Pour qui reprend les étapes par lesquelles les négociations américano-soviétiques sont passées (2) depuis l’arrivée au pouvoir en mars 1985 de Mikhail Gorbatchev, il est évident que le nouveau maître du Kremlin a décidé d’accélérer le cours des choses en payant le prix fort pour avoir les mains libres à l’intérieur.
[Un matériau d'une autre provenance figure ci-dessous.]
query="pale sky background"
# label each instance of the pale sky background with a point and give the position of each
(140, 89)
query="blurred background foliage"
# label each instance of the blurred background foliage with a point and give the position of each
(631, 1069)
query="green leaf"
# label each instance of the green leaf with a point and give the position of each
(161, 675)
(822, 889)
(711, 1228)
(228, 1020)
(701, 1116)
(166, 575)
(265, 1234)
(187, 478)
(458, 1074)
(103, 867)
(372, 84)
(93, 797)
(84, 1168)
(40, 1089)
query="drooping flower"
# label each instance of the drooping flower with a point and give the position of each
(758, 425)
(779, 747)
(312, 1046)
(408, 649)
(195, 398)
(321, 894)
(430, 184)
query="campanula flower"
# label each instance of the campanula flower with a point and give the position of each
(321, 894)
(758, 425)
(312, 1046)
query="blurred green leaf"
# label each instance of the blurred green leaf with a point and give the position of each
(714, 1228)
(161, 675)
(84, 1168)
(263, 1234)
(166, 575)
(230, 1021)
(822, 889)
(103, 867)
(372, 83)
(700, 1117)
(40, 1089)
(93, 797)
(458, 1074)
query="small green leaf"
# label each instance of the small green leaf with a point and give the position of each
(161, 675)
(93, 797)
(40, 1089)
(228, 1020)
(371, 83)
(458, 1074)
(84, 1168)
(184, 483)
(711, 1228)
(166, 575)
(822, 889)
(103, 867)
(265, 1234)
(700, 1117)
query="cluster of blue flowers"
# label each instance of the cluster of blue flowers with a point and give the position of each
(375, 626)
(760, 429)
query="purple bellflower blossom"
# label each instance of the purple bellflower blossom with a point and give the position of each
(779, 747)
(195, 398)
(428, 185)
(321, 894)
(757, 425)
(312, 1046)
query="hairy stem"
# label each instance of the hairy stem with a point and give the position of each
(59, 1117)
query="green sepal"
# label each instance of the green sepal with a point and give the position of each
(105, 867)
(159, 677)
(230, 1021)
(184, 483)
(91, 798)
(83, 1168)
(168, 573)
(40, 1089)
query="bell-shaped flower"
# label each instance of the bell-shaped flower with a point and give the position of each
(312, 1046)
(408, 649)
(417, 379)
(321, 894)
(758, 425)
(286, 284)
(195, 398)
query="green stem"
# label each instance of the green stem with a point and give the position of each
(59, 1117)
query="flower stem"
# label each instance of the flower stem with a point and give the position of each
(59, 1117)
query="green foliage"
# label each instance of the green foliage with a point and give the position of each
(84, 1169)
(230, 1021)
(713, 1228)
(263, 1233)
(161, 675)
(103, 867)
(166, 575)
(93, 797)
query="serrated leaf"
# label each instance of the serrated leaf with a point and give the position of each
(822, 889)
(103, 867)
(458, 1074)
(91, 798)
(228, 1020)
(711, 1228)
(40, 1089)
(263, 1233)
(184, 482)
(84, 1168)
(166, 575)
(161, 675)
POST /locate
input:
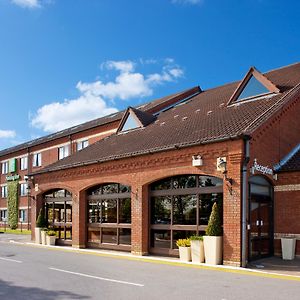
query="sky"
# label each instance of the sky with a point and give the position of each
(65, 62)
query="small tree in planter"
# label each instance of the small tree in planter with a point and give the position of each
(40, 223)
(184, 246)
(51, 237)
(213, 240)
(197, 248)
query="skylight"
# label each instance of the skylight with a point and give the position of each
(130, 123)
(253, 88)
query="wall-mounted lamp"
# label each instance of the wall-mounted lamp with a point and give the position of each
(222, 167)
(197, 161)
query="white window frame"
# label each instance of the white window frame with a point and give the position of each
(24, 163)
(23, 189)
(37, 159)
(5, 167)
(82, 144)
(4, 191)
(63, 152)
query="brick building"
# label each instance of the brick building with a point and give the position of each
(155, 177)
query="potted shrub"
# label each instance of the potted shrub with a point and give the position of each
(51, 237)
(40, 223)
(197, 248)
(184, 246)
(43, 235)
(288, 247)
(213, 240)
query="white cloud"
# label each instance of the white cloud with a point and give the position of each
(27, 3)
(96, 98)
(191, 2)
(4, 134)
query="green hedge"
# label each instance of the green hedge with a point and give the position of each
(13, 204)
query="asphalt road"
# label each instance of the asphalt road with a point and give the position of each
(28, 272)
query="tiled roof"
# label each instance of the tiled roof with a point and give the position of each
(149, 106)
(293, 164)
(202, 119)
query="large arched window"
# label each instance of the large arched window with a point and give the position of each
(180, 206)
(109, 216)
(58, 206)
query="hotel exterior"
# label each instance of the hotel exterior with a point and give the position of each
(140, 179)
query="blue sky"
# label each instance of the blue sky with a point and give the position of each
(63, 62)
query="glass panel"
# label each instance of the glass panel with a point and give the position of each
(130, 123)
(161, 210)
(109, 235)
(125, 236)
(109, 211)
(164, 184)
(184, 210)
(183, 182)
(125, 210)
(205, 206)
(94, 236)
(110, 188)
(253, 88)
(94, 211)
(209, 181)
(181, 234)
(161, 238)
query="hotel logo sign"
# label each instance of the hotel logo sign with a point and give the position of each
(260, 168)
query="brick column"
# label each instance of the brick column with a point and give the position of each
(139, 220)
(79, 225)
(232, 213)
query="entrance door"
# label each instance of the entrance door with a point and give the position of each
(261, 221)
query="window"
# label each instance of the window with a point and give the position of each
(4, 191)
(3, 215)
(24, 163)
(63, 152)
(23, 189)
(253, 88)
(82, 144)
(37, 160)
(22, 215)
(5, 167)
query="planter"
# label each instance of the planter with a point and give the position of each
(213, 246)
(185, 253)
(50, 240)
(288, 246)
(37, 234)
(43, 237)
(197, 251)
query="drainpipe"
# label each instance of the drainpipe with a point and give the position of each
(244, 199)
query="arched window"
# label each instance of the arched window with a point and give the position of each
(180, 206)
(109, 216)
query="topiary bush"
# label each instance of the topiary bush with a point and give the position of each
(13, 204)
(214, 227)
(41, 221)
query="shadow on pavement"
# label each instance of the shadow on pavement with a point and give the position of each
(10, 291)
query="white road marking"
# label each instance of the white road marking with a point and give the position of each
(96, 277)
(12, 260)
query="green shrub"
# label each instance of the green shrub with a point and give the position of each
(214, 227)
(183, 243)
(196, 238)
(13, 204)
(41, 221)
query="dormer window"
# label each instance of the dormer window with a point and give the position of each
(254, 85)
(134, 119)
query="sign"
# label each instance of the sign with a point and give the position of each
(12, 165)
(262, 169)
(12, 177)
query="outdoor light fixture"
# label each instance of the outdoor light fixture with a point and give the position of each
(197, 161)
(222, 167)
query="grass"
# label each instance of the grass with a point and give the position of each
(15, 231)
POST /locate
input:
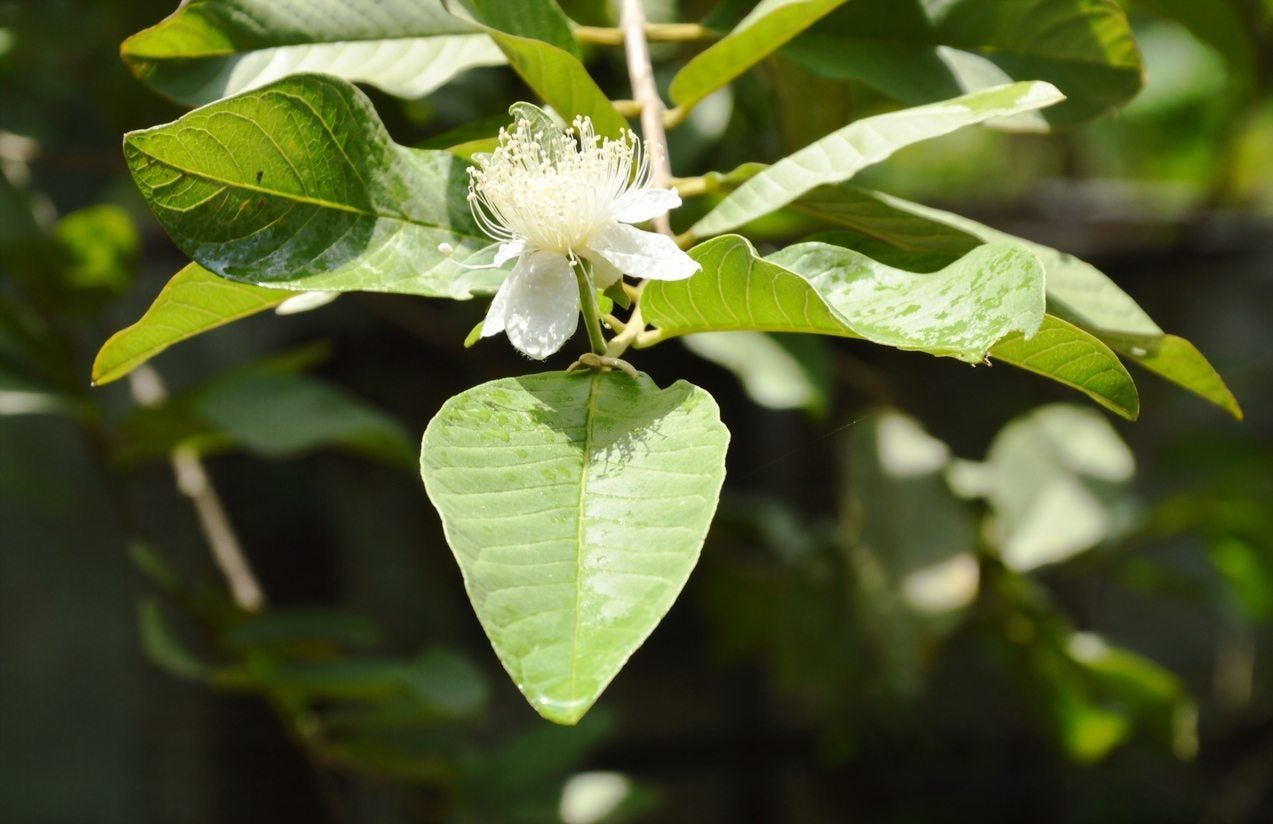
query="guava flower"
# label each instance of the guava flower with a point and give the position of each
(553, 199)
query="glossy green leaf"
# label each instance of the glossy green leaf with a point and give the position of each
(1179, 361)
(921, 238)
(297, 185)
(960, 311)
(576, 506)
(1067, 354)
(842, 154)
(194, 302)
(814, 288)
(559, 78)
(921, 52)
(772, 24)
(214, 49)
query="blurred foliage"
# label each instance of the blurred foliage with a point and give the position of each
(890, 631)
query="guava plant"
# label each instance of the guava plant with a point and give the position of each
(576, 501)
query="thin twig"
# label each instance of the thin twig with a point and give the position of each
(640, 71)
(194, 483)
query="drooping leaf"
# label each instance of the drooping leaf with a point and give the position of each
(297, 185)
(760, 33)
(194, 302)
(214, 49)
(1067, 354)
(1179, 361)
(842, 154)
(921, 52)
(576, 506)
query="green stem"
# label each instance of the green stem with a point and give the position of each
(588, 303)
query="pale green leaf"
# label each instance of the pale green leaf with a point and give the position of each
(194, 302)
(1059, 485)
(960, 311)
(298, 186)
(772, 24)
(932, 51)
(576, 506)
(1064, 353)
(842, 154)
(912, 543)
(1179, 361)
(769, 372)
(214, 49)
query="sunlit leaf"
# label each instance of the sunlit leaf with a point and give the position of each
(297, 185)
(919, 52)
(214, 49)
(760, 33)
(842, 154)
(577, 506)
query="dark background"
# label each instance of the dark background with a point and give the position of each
(705, 720)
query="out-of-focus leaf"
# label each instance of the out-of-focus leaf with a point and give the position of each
(769, 26)
(194, 302)
(842, 154)
(290, 628)
(163, 647)
(919, 52)
(1064, 353)
(1059, 485)
(284, 415)
(576, 506)
(539, 19)
(101, 247)
(297, 185)
(910, 540)
(214, 49)
(769, 372)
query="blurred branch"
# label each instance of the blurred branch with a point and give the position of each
(194, 483)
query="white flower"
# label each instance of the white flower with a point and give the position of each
(551, 199)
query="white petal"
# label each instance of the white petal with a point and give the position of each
(508, 251)
(537, 307)
(604, 273)
(643, 254)
(646, 204)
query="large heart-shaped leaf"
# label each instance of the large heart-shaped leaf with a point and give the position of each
(777, 299)
(919, 51)
(298, 185)
(770, 24)
(842, 154)
(577, 506)
(214, 49)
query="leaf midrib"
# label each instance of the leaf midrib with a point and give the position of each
(301, 199)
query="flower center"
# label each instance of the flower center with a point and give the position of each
(555, 191)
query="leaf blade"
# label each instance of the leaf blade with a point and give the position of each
(839, 156)
(570, 567)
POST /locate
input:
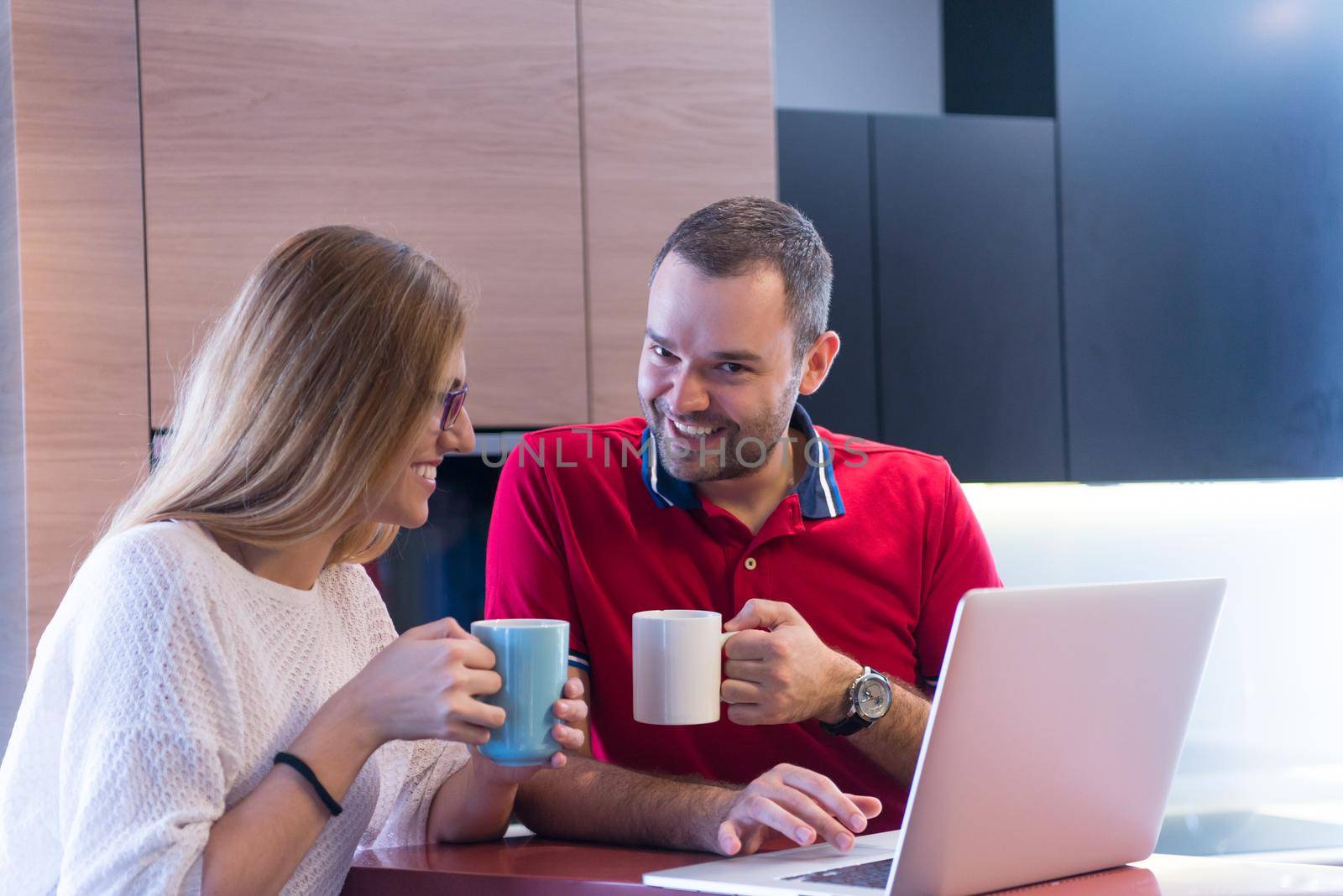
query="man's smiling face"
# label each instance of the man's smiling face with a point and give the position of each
(718, 378)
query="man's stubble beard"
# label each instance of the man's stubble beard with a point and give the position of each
(736, 459)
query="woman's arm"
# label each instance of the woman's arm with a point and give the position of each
(422, 685)
(257, 846)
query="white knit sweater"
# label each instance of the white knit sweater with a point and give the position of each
(161, 691)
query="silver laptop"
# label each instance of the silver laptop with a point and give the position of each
(1049, 752)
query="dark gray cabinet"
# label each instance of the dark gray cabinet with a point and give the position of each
(967, 291)
(1148, 287)
(823, 170)
(1201, 149)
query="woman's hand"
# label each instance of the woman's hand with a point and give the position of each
(571, 710)
(425, 685)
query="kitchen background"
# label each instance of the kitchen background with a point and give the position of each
(1088, 250)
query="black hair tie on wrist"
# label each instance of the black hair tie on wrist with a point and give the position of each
(301, 768)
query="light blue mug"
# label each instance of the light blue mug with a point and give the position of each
(532, 659)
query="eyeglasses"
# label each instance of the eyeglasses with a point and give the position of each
(453, 403)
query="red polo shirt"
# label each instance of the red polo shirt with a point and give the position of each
(875, 549)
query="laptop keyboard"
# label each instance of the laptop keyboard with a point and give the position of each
(872, 873)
Engagé dans un programme audacieux de clarification (glasnost : transparence) et de restructuration (perestroïka) du système soviétique (3) dont la sclérose s’est accentuée sous les règnes déclinants ou éphémères de ses prédécesseurs, face à une nomenklatura qui redoute le changement et à des milieux populaires qui en attendent peut-être trop, le numéro un soviétique est un homme pressé. Il a besoin d’un succès rapide et il compte l’obtenir grâce à la moindre résistance d’un président américain ébranlé par l’Irangate : « Notre politique internationale est plus que jamais déterminée par notre politique intérieure », déclare-t-il le 16 février 1987 au Kremlin. Il y a donc là une chance historique à saisir, mais pas à n’importe quel prix.
Diminuer sensiblement le nombre d’armes nucléaires susceptibles de s’abattre sur notre pays, quel homme sensé refuserait de considérer cet objectif, surtout si de surcroît ce rééquilibrage valorise les forces françaises ? Certes, il est vain de croire à la possibilité d’une élimination totale de l’arme nucléaire et il n’y a pas de substitut à la dissuasion qu’elle inspire : une dénucléarisation totale de l’Europe ne tarderait pas à la désigner comme champ de bataille privilégié des deux Grands. Il n’est par contre pas absurde de viser au retrait de ceux des missiles qui sont les plus dangereux, ceux qui en quelques minutes de trajet peuvent créer l’irréparable. Subsisteraient alors, outre les missiles intercontinentaux SLBM (Submarine Launched Ballistic Missile) ou SSBM (Surface-to-Surface Ballistic Missile), ceux des représailles suicidaires ou posthumes, irrationnelles et cependant possibles, les chasseurs bombardiers, les missiles de croisière éloignés et les armes à très courte portée. La dissuasion nucléaire ne serait pas abolie mais plus stable, et l’Europe rendue moins explosive en cas de tension. Cela ne vaut-il pas la peine d’être discuté ? Après entente préalable entre Européens bien sûr : tel a été le but de la visite de Mme Thatcher à Paris et à Bonn, avant de se rendre à Moscou, et de la réunion, au château de Chambord le 29 mars, du Président français, François Mitterrand et du Chancelier allemand, Helmut Kohl.
Quelle que soit l’issue finale de la négociation soviéto-américaine, la proposition spectaculaire de M. Gorbatchev aura eu le mérite de faire progresser l’union des Européens en vue de leur défense.
31 mars 1987
(1) Notamment M. Tatu : La bataille des euromissiles, Fondation pour les études de défense nationale et Éditions du Seuil.
(2) Voir les documents de l’Union de l’Europe occidentale (UEO), notamment le document n° 1075 sur le désarmement de M. Amadei.
(3) Voir le très intéressant reportage de Noël Darbroz et ses articles dans La Croix des 3, 4, 5 et 6 mars 1987.